Why A Brilliant Autumn Leaf Is Like A Peacock's Tail

by Jerome du Bois

Science writer Carl Zimmer, at his new Loom, posts a beautiful tribute to the late great evolutionary biologist William Hamilton, who died in 2000, as he comments on a recent Biology Letters article about why autumn leaves change color:

He and [co-author Samuel] Brown proposed that a brilliant leaf was, like a peacock's tail, a signal. A peacock's tail takes a huge investment of energy, energy that could otherwise be diverted to fighting off parasites or surviving other stresses. A strong male can afford to use up this energy, which makes the tail an honest ad for its parasite-fighting genes. In the case of leaves, trees are not sending signals to other trees -- they are sending signals to tree-eating insects.
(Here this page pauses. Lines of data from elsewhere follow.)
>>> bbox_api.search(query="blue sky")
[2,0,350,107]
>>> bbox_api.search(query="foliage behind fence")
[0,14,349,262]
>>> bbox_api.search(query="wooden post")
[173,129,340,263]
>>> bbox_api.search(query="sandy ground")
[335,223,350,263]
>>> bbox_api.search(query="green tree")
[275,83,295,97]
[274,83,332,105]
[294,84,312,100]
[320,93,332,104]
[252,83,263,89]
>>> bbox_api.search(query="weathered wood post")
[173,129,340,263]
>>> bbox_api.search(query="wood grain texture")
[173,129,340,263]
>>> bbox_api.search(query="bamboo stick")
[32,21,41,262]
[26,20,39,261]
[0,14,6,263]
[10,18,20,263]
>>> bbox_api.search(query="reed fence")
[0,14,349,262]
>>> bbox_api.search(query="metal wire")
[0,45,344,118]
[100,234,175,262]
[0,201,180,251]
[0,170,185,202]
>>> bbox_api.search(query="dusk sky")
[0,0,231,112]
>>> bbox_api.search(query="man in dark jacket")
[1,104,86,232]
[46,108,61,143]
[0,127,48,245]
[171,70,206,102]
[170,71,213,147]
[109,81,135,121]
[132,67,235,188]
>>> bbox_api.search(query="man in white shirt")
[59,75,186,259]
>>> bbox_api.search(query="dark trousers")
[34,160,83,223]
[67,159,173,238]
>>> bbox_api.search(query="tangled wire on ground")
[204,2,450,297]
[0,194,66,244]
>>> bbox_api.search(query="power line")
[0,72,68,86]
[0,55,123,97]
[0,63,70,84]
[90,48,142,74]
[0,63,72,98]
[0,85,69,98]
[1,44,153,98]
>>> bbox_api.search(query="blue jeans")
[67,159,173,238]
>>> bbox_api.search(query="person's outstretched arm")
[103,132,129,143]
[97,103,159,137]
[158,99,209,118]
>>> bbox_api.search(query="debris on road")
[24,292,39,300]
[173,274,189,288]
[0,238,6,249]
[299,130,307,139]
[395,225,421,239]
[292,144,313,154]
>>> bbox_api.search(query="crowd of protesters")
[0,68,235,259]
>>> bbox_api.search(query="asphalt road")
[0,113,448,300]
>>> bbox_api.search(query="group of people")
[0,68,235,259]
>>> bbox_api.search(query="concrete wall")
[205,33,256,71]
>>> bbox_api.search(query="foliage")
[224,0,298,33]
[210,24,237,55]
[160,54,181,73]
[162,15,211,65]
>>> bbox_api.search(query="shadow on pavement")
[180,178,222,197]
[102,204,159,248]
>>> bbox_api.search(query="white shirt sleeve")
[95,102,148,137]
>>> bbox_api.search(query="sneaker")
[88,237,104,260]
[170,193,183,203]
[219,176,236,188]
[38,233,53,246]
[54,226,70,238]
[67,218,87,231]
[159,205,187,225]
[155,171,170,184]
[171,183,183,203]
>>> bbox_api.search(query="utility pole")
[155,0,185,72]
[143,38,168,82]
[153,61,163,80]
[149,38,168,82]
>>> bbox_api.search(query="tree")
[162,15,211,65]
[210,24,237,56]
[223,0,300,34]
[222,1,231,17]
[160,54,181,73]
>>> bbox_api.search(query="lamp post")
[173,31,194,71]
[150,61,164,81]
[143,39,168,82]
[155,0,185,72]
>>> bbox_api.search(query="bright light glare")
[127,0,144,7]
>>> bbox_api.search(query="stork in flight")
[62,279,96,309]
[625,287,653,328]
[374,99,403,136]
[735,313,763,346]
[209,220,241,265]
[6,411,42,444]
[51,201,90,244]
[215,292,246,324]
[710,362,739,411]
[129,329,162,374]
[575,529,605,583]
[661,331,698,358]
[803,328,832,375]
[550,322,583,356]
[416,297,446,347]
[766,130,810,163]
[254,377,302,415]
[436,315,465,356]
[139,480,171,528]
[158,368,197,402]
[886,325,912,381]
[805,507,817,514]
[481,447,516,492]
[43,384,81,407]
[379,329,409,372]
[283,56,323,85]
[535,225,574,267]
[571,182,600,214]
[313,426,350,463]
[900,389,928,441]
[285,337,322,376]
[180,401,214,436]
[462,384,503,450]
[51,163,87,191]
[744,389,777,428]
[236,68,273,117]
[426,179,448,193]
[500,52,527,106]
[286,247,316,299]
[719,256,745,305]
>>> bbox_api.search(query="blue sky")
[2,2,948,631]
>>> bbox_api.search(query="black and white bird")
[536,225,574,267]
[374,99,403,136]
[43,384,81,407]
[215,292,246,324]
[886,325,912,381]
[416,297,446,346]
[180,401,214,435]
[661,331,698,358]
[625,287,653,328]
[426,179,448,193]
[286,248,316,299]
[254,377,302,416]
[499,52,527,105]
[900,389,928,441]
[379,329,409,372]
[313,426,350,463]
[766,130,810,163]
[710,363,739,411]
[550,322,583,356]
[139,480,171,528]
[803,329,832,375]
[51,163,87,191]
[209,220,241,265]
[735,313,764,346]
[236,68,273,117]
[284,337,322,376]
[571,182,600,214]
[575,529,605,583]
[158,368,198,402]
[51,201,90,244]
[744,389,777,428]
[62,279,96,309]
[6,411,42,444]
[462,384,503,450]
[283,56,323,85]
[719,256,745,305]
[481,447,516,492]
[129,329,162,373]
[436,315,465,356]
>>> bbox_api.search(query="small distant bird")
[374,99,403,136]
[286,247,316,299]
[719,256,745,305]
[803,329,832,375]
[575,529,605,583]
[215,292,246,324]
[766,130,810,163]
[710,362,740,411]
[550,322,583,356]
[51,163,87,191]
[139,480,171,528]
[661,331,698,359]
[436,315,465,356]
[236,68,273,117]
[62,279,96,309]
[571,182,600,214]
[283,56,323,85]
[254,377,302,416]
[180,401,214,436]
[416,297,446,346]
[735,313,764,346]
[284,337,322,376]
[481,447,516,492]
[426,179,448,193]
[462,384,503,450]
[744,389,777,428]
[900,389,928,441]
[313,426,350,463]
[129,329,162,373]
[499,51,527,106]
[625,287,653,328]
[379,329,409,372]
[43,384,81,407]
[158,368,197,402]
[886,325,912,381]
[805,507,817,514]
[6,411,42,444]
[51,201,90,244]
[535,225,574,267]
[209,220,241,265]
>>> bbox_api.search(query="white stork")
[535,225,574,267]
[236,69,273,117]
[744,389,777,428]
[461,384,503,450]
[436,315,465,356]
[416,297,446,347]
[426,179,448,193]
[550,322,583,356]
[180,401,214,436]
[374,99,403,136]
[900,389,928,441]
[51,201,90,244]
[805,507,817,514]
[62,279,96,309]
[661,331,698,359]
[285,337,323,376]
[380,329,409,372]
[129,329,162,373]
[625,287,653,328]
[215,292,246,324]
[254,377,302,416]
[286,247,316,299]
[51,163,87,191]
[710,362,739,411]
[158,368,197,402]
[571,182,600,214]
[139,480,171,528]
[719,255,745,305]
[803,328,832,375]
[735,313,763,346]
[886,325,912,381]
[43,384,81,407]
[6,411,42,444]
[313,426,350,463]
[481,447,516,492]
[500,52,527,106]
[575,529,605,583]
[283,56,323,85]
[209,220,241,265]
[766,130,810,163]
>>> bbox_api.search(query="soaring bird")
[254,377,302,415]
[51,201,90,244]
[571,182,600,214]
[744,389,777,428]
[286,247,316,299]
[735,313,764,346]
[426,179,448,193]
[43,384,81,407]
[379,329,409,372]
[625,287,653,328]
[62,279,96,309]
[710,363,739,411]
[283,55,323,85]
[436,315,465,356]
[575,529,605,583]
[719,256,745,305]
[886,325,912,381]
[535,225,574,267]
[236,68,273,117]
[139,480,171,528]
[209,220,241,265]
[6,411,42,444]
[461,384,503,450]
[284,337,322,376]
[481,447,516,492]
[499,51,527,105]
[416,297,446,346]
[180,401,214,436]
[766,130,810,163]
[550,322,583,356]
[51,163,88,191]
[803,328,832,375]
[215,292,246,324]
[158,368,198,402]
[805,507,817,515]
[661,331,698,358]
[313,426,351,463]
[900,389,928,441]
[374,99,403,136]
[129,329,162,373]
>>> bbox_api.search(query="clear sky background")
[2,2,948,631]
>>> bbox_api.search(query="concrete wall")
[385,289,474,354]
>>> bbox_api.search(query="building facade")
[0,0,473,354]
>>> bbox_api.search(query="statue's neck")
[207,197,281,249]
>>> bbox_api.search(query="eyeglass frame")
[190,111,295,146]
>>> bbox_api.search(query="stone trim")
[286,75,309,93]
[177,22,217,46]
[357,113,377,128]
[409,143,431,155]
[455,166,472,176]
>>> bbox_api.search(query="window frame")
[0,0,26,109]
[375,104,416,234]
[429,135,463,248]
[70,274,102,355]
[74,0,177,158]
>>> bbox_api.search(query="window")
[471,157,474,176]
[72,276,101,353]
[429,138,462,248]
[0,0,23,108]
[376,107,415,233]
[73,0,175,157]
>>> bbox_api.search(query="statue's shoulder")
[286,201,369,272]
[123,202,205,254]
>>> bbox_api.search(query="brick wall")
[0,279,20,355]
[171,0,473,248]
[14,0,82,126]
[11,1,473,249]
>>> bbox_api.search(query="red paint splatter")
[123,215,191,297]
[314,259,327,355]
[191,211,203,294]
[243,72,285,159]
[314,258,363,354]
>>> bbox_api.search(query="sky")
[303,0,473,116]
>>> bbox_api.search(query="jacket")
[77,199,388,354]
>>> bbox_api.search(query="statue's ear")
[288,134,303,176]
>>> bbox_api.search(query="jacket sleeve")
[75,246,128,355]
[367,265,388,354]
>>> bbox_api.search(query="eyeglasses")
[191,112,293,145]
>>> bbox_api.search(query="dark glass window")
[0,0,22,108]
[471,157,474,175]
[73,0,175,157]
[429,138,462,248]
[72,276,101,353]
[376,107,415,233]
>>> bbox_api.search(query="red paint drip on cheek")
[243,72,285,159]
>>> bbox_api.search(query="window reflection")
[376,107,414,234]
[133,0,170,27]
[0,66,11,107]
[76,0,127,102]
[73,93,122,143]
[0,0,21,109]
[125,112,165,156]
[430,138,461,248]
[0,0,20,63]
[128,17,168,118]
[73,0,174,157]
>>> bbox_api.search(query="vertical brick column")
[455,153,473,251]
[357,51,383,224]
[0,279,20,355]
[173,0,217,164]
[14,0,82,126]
Now there is gathering support for this notion, as described in the article. This is the kind of deep, clever, inside-out thinking that makes studying evolution so exciting. And it's another of the thousands of strong strands that anchors Darwinism to reality "like Gulliver tied down in Lilliput," to use Daniel Dennett's memorable image.

Please go check out Mr. Zimmer's piece. As for me, I'll be thinking about William Hamilton -- not Dawkins, not Gould, not Wilson, not peacocks, not even Dennett -- while I'm raking through my brilliant red and yellow back yard tomorrow morning.